-Reviewers: experiments$
The learning curves will show a good concave/convex shape when n, the number of rounds, is small. For example, the curve in Fig.1(b) shows a good concave shape when n <= 2000, during which the cosine similarity between \theta* and its estimate \hat{\theta} increases to 0.995. This means that our algorithm learns quickly, because the learning task is relatively easy with a small d=10, the dimension of \theta*. When n>2000, the small probability of \hat{\theta} leading to a wrong action choice is decreasing very slowly, resulting in the almost linear shape of the curves when n is large. We will test harder learning tasks with larger d to make curves exhibit more obvious concave shape.
-Reviewer 1: examples of a more general reward function, and last paragraph of Sec. 4.3
We indeed provided an example of a more general reward function in Sec. 4.3 (last paragraph) and experimented it in Sec. 5.3 with Fig. 3(c). Perhaps our explanation is unclear, so we provide further details here.

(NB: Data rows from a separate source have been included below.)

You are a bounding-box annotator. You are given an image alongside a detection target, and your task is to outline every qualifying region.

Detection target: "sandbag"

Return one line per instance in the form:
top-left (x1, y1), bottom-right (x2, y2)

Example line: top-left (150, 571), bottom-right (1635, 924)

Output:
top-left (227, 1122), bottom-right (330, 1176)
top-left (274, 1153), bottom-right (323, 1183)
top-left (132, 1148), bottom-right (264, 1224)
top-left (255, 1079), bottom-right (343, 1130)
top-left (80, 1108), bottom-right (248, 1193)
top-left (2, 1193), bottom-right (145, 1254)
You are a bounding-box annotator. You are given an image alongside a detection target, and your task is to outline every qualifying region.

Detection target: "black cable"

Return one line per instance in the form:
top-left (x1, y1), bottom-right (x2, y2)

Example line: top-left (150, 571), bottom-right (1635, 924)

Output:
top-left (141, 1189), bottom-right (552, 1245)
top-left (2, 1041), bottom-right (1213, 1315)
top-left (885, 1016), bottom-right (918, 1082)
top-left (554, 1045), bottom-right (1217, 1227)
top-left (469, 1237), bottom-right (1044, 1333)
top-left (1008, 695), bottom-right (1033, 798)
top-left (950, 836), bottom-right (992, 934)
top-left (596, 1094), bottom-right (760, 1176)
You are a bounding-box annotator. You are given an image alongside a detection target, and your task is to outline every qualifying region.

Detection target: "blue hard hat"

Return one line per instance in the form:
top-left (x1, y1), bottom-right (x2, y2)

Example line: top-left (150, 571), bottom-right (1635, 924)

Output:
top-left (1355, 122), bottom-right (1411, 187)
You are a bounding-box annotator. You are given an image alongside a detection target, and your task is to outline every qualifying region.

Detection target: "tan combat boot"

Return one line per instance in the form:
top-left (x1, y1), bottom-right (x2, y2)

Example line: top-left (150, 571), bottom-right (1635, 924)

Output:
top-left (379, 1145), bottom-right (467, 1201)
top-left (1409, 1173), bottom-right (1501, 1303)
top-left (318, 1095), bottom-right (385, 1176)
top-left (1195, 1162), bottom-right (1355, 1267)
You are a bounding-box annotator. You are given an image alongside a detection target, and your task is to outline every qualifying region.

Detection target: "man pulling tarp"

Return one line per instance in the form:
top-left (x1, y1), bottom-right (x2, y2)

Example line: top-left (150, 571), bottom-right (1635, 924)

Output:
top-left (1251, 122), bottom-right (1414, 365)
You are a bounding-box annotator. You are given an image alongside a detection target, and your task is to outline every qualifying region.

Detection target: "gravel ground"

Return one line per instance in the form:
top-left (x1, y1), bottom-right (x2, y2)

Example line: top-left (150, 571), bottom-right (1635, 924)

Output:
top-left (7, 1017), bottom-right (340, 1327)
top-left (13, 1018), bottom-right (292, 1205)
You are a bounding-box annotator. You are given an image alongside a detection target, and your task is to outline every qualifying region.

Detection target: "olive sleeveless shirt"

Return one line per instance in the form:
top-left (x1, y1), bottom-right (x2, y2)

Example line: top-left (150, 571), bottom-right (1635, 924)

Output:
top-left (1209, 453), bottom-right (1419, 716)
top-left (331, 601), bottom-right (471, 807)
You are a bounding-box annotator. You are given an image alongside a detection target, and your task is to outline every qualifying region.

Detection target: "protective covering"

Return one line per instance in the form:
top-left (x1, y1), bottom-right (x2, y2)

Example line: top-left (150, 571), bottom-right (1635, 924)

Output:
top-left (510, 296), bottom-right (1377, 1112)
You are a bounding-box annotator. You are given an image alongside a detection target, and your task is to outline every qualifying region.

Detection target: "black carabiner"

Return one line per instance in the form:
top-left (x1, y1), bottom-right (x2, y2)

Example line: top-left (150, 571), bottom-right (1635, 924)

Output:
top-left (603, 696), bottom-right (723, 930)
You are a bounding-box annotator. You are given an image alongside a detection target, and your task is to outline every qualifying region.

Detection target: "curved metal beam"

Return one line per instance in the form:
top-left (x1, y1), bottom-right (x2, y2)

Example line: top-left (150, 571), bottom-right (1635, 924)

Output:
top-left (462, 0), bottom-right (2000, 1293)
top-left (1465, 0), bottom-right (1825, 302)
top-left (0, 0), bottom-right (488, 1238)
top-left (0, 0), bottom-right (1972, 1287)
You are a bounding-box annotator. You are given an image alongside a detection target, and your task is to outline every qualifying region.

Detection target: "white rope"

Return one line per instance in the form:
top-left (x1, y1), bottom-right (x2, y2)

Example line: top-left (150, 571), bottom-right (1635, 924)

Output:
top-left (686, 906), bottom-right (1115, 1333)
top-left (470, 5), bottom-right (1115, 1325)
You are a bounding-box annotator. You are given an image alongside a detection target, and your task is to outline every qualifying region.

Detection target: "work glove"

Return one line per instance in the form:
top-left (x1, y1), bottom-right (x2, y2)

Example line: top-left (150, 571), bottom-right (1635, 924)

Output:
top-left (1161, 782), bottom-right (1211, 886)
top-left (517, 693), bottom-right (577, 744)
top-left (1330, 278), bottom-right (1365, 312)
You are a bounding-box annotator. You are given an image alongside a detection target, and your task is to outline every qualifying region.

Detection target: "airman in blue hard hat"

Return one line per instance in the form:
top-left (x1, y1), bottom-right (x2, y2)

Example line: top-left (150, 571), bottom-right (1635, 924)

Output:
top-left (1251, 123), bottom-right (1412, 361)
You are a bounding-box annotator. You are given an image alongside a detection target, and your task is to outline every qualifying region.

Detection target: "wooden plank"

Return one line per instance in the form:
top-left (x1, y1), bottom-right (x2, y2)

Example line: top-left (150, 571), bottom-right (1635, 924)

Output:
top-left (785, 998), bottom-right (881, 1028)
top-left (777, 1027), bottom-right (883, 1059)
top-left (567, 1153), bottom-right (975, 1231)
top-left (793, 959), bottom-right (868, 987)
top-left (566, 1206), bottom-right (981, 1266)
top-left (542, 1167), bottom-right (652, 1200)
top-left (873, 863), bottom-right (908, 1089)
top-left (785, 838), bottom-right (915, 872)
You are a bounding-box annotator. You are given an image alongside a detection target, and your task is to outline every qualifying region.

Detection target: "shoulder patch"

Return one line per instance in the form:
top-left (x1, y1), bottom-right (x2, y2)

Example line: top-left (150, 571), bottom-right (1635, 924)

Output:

This example considers a network routing problem with edge latency. The latency of each edge follows an exponential distribution with a cutoff value, say 2\tau. That is, after time 2\tau, we do not wait for the actual delay and just use 2\tau as the feedback. The cutoff exponential distribution satisfies the R-sub-Gaussian property. We regard an edge as blocked if its latency is larger than threshold \tau (say as an application requirement). An action is a routing path. The reward of the action is 1 if no edge on the path is blocked, and 0 if some edge on the path is blocked. After an action is played, the observed feedback is the delays of edges up to the first blocked edge (the delay of this blocked edge is observed if it is less than 2\tau). The mean delay of an edge e is determined by the linear combination of the context of the round x_{t,e} and the latent vector \theta*.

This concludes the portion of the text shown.